Measure O – Fighting Oil Drilling in the Bay
When I first heard about the prospect of Hermosa Beach allowing an energy company to drill underneath the ocean floor there, I thought it must be some kind of mistake. But a regulatory loophole and an odd legal settlement basically opened up a narrow window for voters to decide in 2015 if they would allow limited drilling in exchange for millions of dollars in “community benefits.” Knowing how trusted Heal the Bay is in the South Bay, some local business owners raised some funds for our organization and Surfrider Foundation to create a public awareness campaign to defeat the measure. We were outspent 10-to-1 by Big Oil but our community coalition – led adeptly by Keep Hermosa Hermosa and my former colleague Jose Bacallao – prevailed. We had a lot of fun with the creative campaign, which focused on the idea that “Big Oil is Slick. Don’t Trust It.” My former Comm colleague Nick Colin came up with a disruptive idea – the Spillage People, a singing/dancing crew of our staffers dressed in HazMat suits drenched in oil. Riffing off the Village People hit “YMCA,” these merry band of pranksters would flash-mob around town and sing an anti-drilling ditty to hoots and hollers. Simply brilliant.

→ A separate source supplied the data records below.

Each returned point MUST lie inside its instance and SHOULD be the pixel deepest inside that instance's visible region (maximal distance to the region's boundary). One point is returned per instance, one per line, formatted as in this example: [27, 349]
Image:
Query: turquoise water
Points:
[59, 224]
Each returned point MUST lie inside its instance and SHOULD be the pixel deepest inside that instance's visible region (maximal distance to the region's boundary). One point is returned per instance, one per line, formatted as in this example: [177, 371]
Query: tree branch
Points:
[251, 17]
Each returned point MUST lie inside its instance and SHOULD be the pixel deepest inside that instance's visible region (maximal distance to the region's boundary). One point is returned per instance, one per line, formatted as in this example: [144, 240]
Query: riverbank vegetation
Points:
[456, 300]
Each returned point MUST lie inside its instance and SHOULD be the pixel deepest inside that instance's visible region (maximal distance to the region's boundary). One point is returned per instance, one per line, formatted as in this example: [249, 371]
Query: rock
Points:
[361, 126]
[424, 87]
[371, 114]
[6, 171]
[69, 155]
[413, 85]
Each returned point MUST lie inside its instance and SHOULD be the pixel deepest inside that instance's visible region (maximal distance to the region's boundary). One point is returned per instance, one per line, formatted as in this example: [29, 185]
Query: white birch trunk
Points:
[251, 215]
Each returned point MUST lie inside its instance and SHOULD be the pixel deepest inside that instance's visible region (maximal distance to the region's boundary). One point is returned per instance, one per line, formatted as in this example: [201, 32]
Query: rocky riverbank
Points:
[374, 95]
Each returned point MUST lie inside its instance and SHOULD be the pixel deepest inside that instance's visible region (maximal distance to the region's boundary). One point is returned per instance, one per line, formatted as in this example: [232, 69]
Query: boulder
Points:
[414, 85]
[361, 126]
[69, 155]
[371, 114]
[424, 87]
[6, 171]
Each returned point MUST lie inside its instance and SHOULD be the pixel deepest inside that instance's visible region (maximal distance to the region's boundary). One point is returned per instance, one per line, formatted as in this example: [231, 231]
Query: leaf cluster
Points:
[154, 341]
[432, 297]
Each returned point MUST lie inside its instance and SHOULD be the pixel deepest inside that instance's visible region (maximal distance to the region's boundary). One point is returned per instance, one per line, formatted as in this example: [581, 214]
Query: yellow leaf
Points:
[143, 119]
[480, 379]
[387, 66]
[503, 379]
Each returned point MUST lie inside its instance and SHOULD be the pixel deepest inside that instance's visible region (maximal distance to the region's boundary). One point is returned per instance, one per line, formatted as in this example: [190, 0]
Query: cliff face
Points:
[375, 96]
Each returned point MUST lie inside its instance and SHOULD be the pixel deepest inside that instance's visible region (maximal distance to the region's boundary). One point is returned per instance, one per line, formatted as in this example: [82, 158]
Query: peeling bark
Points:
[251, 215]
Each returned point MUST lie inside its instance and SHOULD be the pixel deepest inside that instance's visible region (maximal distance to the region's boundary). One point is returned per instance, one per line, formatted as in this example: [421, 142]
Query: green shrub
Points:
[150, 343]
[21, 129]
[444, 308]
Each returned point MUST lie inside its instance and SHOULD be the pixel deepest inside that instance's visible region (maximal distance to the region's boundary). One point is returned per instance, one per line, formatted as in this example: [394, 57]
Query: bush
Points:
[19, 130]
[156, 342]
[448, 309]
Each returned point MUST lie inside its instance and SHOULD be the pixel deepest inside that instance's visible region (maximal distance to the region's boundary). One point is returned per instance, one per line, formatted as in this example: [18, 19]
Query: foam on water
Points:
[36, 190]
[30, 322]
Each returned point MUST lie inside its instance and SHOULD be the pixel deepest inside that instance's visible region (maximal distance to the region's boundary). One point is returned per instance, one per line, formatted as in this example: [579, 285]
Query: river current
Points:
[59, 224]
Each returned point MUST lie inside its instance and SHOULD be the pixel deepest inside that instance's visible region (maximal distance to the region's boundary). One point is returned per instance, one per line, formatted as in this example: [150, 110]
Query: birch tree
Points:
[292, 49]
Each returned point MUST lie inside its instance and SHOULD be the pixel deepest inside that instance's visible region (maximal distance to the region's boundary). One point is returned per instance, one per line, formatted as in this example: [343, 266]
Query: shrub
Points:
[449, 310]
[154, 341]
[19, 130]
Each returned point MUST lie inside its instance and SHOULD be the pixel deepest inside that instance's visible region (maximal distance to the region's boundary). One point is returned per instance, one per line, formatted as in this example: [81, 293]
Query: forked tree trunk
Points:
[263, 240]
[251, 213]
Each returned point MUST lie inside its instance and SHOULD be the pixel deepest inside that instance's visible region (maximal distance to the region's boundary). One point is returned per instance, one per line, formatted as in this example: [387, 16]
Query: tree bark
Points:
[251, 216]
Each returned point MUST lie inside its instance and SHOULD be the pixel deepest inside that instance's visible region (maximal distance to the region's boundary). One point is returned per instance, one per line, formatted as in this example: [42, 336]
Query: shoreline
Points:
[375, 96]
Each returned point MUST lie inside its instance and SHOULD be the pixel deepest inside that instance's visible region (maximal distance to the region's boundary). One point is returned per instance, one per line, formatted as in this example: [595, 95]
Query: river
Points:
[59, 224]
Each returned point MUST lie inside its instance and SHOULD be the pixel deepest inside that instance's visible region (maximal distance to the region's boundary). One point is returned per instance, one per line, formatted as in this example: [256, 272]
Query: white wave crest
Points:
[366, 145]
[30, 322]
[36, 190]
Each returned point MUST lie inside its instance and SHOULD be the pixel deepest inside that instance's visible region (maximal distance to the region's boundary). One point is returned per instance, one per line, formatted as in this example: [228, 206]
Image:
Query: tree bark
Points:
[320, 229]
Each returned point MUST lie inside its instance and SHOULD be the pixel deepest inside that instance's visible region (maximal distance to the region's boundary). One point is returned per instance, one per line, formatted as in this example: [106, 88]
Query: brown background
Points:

Measure W – Stormwater Capture
For the general public, thinking about water infrastructure is as exciting as talking about retirement planning. But last fall, we were handed a rare chance to start replacing our outdated water thinking/infrastructure with L.A. County’s Measure W. The initiative called for property owners to tax themselves to the tune of $200 million a year to start building a lattice of stormwater parks throughout L.A. that will capture and reuse stormwater and other runoff instead of sending it uselessly to the sea. It was a VERY heavy lift. Who wants more taxes? And who in the general public really thinks or cares that much about where their water comes from? All the polling suggested the measure was truly a 50-50 tossup. It could go either way. But this one measure marked the single biggest action to decrease pollution in the Bay in the past decade. Thankfully, president Shelley Luce committed the funds to come up with a creative campaign to try to win hearts and minds in the last few days leading up to the election. My longtime volunteer creative partner – Kevin McCarthy, an avid surfer and recovering ad exec – came up with the idea to turn the L.A. River into a canvass in support of Measure W. Heal the Bay and LA Waterkeeper snuck a crew onto the banks before sunrise and spelled out SAVE THE RAIN, SAVE L.A. in enormous chunks of sod along its cement channels. Green graffiti on concrete banks — the medium was the message! Local news trucks broadcast our stunt live and social influencers from Julia Louis Dreyfus to Zooey Deschanel shared our video far and wide. We can’t take all the credit, but I’m sure our stunt drove support for the measure, which squeaked by with the tiniest of margins.